After some early problems such as overheating and cracked blocks, the first low-cost Ford V-8 introduced in 1932 proved to be a wonderful engine.
Ford Six 1949.jpg
The 1949 Ford Six: Faster than its V-8 sibling, but it never caught on.

After some early problems such as overheating and cracked blocks, the first low-cost Ford V-8 introduced in 1932 proved to be a wonderful engine. It was so reliable that it powered Fords for more than 20 years and continued for many more in industrial applications.

The “flathead” also became the darling of the hot-rod set, raced at Indianapolis and set records too numerous to count. From the 1930s to the ’50s, the V-8 engine became so strongly associated with Ford that when Italy’s Fiat launched its own V-8 in 1952 it called it an 8V because it believed V-8 was a Ford trademark.

But in spite of Henry Ford’s avowed opposition to six-cylinder engines, dating from the big, slow-selling 1906-’08 Ford Model K, Ford slipped a ringer into the established order in 1941 by quietly introducing a side-valve six for the American market. It displaced 3.7 litres and developed 90 horsepower, the same as the slightly smaller 3.6-litre Ford V-8.

The Six’s horsepower was raised to 95 in 1948, by which time the V-8 had moved on to 100 and 3.9 litres. The Six was introduced as a lower-priced alternative to the V-8 and wasn’t given much publicity. Ford was strongly associated with V-8s, and it was seen as the mainstream performance engine.

It was, then, somewhat of a revelation in 1950 when Mechanix Illustrated’s car tester Tom McCahill reported on a Ford Six. Tom was a staunch Ford V-8 fan, having launched his pioneering road-testing career on his own new Ford V-8. It appeared in MI in February 1946.

After a 1948 Mercury, Tom bought a new 1949 Ford V-8 and had performance tuner Andy Granatelli (later of STP and Indy car fame) of Chicago hop it up to create his famous “MI Ford.” Tom reported that for a mere $121.75 it had been modified to beat the pants off the Oldsmobile 88 and Cadillac, two of America’s fastest stock cars.

Tom was such a V-8 fan that his test of the Ford Six came as a shock to him and his readers. In his famous zero-to-60 mph acceleration run, which Tom claimed he invented, the always understated McCahill wrote: “When I got a look at my stopwatch, my eyes nearly popped out of my head: 12.1 seconds … in this little crate? Impossible! I tried it again, 12 seconds flat! I was dumbfounded.”
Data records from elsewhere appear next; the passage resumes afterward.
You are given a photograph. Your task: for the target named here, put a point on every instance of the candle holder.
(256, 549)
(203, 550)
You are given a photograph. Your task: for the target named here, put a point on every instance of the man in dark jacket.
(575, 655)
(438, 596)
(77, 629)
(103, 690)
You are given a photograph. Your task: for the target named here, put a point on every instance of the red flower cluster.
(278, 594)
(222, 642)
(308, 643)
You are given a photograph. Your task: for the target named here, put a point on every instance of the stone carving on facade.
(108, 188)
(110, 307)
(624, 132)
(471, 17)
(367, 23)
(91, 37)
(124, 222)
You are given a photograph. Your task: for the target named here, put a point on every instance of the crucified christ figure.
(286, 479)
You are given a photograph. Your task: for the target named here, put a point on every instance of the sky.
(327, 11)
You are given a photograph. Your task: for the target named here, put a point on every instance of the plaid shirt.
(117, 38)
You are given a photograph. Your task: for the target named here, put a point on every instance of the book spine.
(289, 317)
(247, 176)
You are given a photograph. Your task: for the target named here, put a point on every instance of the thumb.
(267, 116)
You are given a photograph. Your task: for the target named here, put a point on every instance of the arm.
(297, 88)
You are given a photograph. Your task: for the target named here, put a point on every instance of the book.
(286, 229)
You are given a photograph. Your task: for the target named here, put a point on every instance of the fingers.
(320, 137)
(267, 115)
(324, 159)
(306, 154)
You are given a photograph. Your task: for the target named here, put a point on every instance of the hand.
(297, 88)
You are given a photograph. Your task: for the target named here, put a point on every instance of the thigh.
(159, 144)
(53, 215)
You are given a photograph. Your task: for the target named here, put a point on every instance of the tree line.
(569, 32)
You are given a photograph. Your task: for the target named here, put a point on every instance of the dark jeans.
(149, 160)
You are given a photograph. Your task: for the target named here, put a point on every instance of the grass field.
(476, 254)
It was indeed too good to be true. Later checking indicated that 60 mph on the Ford’s optimistic speedometer was actually only 54.38. Correcting for this, Tom got 14.9, 14.4 and 14.5 seconds, not as spectacular but still very respectable. He noted that the best he had recorded on a Ford V-8 was 13.9, and that was a fast example; 15.0 to 15.5 was about average.

“When it comes to breaking fast from a traffic light or snap passing on the highway, the Six can make the V-8 look as loggy as your Aunt Tillie after a hard day’s shopping in Macy’s bargain basement,” wrote Tom. Regarding mid-range performance, he said: “The Ford Six can tear the ears of the V-8 in acceleration and performance, right up to 75 mph [121 km/h].” But “Above 82 or 83 mph [132 or 134 km/h], the Ford six flattens out like a Chinese pancake… it finally lays down and dies at about 91 or 92 mph [146 or 148 km/h] tops.” The Ford Six proved to be economical, too, by winning its class in the Grand Canyon economy run.

But in spite of its excellent performance and good gasoline mileage, the Ford Six never gained much popularity. Estimates put it at no more than 15 per cent of total Ford sales. In spite of this, Ford stuck with it.

In 1952 the side-valve six was replaced by a new overhead-valve six, which Road & Track reported was also quicker than the V-8. But buyers were imprinted with Ford as a V-8 car, and its overwhelming popular continued.

Overshadowed as it was, that early Ford Six carved its own tiny place in automotive history by being a sleeper that was able to out-jump its famous V-8-engined sibling, considered one of the faster American stock cars of its day.